La XXXVIII edizione del Salone Internazionale del Libro di Torino è dedicata all’Elsa Morante de Il mondo salvato dai ragazzini, cioè al libro inclassificabile di una scrittrice di sempre – per fortuna – più ardua decifrazione. Tutto accade mentre lo scandalo che dura da diecimila anni che per Morante è la Storia scrive un altro capitolo. (Ogni nuovo atto della tragedia della specie, dopo il 1945, rischia di essere l’ultimo, ma anche questo è diventato un feticcio, uno slogan affascinante; la strategia è svuotare di senso un pericolo terribile a colpi di semantica per trasformare, dentro di noi, il rifiuto in catalessi). Continuiamo a interpretare stoltamente Putin, Netanyahu, Trump, i guardiani della rivoluzione iraniana come forme romanzesche o enigmi strategici. Ma non dovremmo fidarci troppo neanche dei loro detrattori quando fondano il proprio biasimo sulla ragion di Stato (o di continente) prima che su quella – più radicalmente – umana. 

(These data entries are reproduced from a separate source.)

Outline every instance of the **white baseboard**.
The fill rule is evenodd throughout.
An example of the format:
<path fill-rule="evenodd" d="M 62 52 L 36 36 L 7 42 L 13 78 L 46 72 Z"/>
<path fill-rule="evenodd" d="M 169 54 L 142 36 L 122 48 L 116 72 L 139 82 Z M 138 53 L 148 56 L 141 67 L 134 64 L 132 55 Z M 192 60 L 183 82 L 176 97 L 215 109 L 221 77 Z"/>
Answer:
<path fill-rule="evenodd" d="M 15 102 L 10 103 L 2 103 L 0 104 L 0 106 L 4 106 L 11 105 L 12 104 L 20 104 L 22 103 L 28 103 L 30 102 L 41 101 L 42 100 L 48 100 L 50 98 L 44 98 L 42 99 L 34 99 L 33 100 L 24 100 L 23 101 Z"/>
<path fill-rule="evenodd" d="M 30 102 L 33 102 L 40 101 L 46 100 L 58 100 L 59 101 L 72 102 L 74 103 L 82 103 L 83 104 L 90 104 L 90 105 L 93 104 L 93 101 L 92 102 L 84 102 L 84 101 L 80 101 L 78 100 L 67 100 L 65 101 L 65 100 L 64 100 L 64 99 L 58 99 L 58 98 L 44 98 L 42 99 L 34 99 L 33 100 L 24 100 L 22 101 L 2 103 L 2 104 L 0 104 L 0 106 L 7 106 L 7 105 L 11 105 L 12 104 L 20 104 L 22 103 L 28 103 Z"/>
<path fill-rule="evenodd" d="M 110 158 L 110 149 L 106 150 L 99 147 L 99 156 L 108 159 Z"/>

Nel frattempo, il mondo brucia. Ucraina e Palestina sono alcune delle terre dentro cui il delirio di chi ha il massacro su larga scala come ultima pulsione disponibile prima di quella del proprio suicidio si è trasformato in realtà. Come ci rivolgiamo a chi governa il mondo? Ecco ad esempio il peggior approccio possibile a Donald Trump: concedergli una possibilità sulla base di una sua presunta strategia vincente. E peggio ancora: non concedergli più di una snobistica disapprovazione, quando una delle tattiche del potere è far sentire ridicolo chi vi si oppone in modo meno che cortese. “Non so se è il più pazzo o il più furbo di tutti”. Cosa serviva per svegliarsi? Non era sufficiente il video AI in cui l’inferno di Gaza diventava “un’occasione immobiliare”? Non era sufficiente l’agguato a Zelensky nello Studio Ovale? Le minacce agli altri popoli? L’attacco al papa? La promessa di riportare l’Iran all’età della pietra? (Non pochi di coloro che biasimano Trump per uno di questi episodi sono disposti a chiudere un occhio per l’altro, ma qui scatta la trappola). La sensazione dell’annullamento del rapporto sogno-veglia nelle continue dichiarazioni dell’attuale presidente degli Stati Uniti, più che una strategia è la fotografia più fedele della catastrofe interiore (in altri solo più nascosta) che manda in crisi la macchina del mondo. 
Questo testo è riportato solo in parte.